Southern Europe is one of only a handful of regions where international tourist arrivals returned to pre pandemic levels last year, according to United Nations data. Tourism revenue across the EU was one-quarter higher in the three months through the end of last June than in the same period in 2019, according to Coface data.

The recovery in international tourism was “notably driven by the arrival of many Americans who…were able to take advantage of favorable exchange rates,” Coface analysts wrote. “On the other hand, the end of the zero-Covid policy in China has initiated a gradual return of Chinese tourists, although remaining below 2019 levels.”

In Portugal, the number of foreign tourists hit a record of more than 18 million last year, up 11% compared with the prepandemic year of 2019, official data showed in January.

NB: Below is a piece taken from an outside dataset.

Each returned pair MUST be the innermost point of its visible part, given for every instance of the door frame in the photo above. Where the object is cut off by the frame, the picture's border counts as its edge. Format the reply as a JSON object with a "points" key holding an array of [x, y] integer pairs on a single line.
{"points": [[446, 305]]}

American tourists in particular have returned to Europe in force.

Tourist numbers in Asia Pacific and the Americas continued to lag 2019 levels by 35% and 10% last year, respectively, the data show.

It is unclear how much further the tourism boom can run, but economists expect the region’s economic recovery to strengthen later this year as cooling inflation boosts household spending power and lower energy costs aid factory output.

Recent surveys point to an improved outlook for growth. Consumer confidence has risen to its highest level in two years, and a leading business-sentiment index has shown steady improvement from the start of 2024.

“We think that the combination of a robust labor market, comparatively strong wage hikes and lower inflation compared with last year will finally lead to a moderate recovery in consumer spending in the next few quarters,” said Andreas Rees , an economist with UniCredit in Frankfurt.